As Wallace follows Possuelo and his team into the jungle, he encounters squatters who farm the jungle for endangered fish and turtle eggs, gold miners who ransack rivers and destroy their ecology in search of precious metals, and native tribes who live at the very edge of civilization.

At a stay in one native settlement, Possuelo discovers that villagers have occasionally spotted indios bravos — wild Indians — and he urges them to keep their distance. With no immunity to disease, even the briefest contact could devastate isolated tribes.

The climax of the story arrives as, deep in the heart of flecheiro country, two members of the expedition disobey orders and lead the team straight through a just-deserted flecheiro village.

Cooking fires still smoke as team members grab cultural souvenirs of the near-encounter: a broken arrow stained with curare, a deadly poison, and a blowgun.

Wallace and men of the FUNAI team camp that night in terror that a first-person encounter with the flecheiros could end in death.

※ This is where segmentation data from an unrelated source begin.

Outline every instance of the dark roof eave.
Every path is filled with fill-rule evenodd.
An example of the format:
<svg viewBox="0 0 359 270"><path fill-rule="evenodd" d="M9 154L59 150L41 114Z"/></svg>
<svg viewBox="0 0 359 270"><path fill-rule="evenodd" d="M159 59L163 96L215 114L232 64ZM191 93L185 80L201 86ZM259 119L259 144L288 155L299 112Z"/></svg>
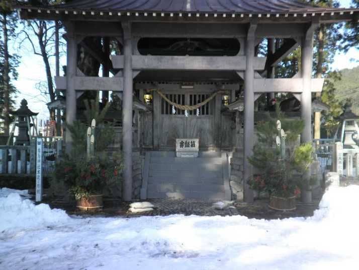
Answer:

Packed with details about rainforest ecology, indigenous peoples, and the perils of rainforest life, Wallace’s narrative is apt and penetrating. He wonders aloud whether leaving axes and cooking vessels for the “wild Indians” isn’t a form of contact that could ultimately alter the flecheiros' way of life. And he raises an eyebrow over the high-handed authority Possuelo attempts to exert on both expedition members and illegal trespassers of the indigenous preserve.

There’s no question the authenticity of Wallace’s story is genuine. But he leaves readers with the unspoken question: How long will South American governments such as Brazil’s be willing and able to protect these isolated people from contact with a world that will ultimately destroy them?

Karen Schaefer is an SEJ member and award-winning freelance radio reporter based in Kent, Ohio.